For the first time, the Korea Institute of Fusion Energy's KSTAR fusion reactor has reached temperatures seven times higher than those of the Sun's core. The result was achieved during testing between December 2023 and February 2024. The resulting temperature is a new record for the fusion reactor project.
Scientists in the project were able to maintain temperatures of 100 million degrees Celsius for 48 seconds. For comparison, the temperature of the Sun's core is 15 million degrees Celsius.
In addition, the reactor was able to maintain high containment mode (H-mode) for over 100 seconds. In the H-mode, a steady state of the plasma is characteristic.
This is the latest of many successes for KSTAR. In 2021, the reactor operates at one million degrees and maintains super-hot plasma for 30 seconds.
How does KSTAR work?
Nuclear fusion is a process that mimics the same process that generates light and heat from stars. This involves fusing hydrogen and other light elements to release enormous amounts of power, which experts in the field hope to harness for limitless, zero-carbon electricity.
According to Korea's National Research Council for Science and Technology (NST), creating technology that can sustain high-temperature and high-density plasma, where fusion reactions run most efficiently for extended periods, is critical to the energy transition.

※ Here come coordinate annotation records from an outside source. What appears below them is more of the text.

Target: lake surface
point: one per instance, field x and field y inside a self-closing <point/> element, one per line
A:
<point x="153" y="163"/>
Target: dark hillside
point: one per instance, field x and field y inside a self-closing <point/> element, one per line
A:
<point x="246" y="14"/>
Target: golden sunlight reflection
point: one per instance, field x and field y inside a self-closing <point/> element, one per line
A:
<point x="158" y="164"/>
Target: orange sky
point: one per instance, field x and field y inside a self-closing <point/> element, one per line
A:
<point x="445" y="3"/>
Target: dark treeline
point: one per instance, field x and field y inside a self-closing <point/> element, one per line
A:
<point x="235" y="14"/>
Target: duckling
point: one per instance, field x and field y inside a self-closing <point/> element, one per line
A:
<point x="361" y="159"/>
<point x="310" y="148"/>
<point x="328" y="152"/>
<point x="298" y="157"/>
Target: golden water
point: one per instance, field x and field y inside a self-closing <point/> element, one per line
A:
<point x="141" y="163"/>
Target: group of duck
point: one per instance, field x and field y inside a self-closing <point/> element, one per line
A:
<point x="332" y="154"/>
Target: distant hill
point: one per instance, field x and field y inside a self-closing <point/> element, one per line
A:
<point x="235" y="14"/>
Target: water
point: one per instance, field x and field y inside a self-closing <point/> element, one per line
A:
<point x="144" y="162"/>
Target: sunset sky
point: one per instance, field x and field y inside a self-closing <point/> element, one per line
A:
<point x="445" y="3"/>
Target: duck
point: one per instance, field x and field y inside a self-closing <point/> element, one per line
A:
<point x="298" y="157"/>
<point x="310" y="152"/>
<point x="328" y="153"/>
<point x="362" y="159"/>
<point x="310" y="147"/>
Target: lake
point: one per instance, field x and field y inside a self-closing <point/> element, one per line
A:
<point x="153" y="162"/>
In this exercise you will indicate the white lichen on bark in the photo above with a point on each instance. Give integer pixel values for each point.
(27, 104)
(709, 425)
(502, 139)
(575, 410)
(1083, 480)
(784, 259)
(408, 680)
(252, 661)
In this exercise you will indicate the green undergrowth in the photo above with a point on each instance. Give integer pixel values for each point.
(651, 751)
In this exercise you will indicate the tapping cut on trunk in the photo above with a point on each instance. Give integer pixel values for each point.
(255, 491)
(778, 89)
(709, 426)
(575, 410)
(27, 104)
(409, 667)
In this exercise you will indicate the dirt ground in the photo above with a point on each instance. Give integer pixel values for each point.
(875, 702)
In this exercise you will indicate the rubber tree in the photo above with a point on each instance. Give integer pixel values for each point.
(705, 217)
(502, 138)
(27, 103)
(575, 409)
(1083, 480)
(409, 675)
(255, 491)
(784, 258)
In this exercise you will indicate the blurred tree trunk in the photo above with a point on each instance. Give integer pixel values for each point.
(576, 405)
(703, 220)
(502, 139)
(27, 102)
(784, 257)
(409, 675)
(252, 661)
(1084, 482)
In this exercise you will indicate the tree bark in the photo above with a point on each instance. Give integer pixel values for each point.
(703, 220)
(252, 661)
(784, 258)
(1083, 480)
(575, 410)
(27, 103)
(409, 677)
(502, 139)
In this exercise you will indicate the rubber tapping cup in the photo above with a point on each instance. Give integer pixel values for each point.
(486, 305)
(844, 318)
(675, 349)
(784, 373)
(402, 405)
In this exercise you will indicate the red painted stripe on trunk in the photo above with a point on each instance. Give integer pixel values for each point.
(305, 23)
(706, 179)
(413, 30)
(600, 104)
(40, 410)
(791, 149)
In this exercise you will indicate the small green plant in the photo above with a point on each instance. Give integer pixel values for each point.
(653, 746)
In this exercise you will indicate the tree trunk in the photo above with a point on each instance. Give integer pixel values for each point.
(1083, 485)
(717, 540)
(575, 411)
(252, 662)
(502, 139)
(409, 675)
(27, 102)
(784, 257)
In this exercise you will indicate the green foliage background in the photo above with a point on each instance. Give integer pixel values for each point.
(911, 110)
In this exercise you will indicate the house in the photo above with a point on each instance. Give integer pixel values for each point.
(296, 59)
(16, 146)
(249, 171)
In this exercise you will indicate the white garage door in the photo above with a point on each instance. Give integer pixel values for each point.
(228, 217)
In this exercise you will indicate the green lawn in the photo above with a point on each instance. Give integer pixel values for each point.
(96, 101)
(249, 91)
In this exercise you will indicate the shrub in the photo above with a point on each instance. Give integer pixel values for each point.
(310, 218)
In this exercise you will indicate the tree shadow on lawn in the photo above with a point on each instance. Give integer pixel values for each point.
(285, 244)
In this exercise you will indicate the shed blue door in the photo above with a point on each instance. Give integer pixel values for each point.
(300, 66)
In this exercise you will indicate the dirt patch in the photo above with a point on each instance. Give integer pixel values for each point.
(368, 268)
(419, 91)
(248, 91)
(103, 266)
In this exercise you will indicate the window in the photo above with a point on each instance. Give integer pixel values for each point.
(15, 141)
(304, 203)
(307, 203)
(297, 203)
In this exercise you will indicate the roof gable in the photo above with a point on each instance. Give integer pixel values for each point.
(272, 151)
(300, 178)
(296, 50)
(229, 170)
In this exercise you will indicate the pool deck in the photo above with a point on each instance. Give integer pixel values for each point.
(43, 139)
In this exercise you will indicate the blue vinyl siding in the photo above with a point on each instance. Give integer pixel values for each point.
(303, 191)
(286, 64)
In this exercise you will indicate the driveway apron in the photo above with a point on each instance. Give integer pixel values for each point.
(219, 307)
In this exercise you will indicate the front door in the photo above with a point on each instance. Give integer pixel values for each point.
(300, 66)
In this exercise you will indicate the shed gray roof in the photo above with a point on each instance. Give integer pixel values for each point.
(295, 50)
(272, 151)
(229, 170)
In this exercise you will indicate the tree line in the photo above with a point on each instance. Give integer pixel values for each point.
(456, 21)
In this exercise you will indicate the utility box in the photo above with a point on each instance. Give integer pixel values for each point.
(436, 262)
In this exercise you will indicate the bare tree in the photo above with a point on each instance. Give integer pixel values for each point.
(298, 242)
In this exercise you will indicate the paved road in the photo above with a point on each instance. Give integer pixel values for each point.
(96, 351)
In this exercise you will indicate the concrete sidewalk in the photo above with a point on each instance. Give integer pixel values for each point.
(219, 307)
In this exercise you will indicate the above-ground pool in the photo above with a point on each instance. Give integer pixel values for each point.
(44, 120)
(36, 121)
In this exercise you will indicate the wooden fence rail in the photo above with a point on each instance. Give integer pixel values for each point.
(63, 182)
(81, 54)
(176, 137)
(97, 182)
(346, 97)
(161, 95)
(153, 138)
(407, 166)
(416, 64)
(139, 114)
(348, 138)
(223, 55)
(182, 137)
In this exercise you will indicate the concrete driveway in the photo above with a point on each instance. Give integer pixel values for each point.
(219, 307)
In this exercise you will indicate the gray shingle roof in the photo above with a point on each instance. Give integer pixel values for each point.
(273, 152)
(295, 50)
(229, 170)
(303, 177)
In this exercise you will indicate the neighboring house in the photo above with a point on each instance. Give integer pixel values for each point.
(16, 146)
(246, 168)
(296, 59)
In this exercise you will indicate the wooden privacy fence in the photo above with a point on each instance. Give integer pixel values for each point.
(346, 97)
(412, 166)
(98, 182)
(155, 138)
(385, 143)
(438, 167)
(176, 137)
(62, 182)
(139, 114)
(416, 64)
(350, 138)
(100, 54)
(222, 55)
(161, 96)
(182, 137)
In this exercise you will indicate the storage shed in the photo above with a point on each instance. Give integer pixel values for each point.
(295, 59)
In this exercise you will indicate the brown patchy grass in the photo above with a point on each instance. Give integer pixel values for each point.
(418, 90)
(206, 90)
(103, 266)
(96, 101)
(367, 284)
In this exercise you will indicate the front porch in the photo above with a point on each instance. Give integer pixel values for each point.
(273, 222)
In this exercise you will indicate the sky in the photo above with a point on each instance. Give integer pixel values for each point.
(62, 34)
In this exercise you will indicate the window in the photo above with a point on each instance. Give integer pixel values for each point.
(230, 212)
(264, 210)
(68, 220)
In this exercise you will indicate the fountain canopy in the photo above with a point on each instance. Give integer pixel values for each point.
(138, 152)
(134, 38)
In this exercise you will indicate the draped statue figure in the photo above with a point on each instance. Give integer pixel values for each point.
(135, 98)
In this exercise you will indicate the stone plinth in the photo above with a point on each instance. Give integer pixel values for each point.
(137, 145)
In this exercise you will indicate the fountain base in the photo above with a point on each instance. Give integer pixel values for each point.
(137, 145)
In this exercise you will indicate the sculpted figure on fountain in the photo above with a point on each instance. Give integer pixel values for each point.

The secret of success – the use of tungsten
According to NST, the secret behind these great achievements is tungsten deflectors. These are key components located at the bottom of a vacuum vessel in a magnetic fusion device. They play a critical role in expelling waste gases and impurities from the reactor while withstanding significant surface heat loads.
The KSTAR team recently switched to using tungsten instead of carbon. Tungsten has the highest melting point of all metals, and the team's success in maintaining H-mode for longer periods of time is largely due to this successful upgrade.
Compared to previous carbon-based deflectors, the new tungsten deflectors showed only a 25% increase in surface temperature under similar heat loads. This provides significant advantages for high-power, long-pulse heating operations," NST explained.
International project
The success of the tungsten deflectors could provide invaluable data for the International Thermonuclear Experimental Reactor (ITER) project.
ITER is a $21,5 billion international fusion megaproject being developed in France by dozens of countries, including Korea, China, the US, the EU and Russia.
According to Recharge News ITER is expected to achieve its first plasma in 2025 and be fully operational by 2035.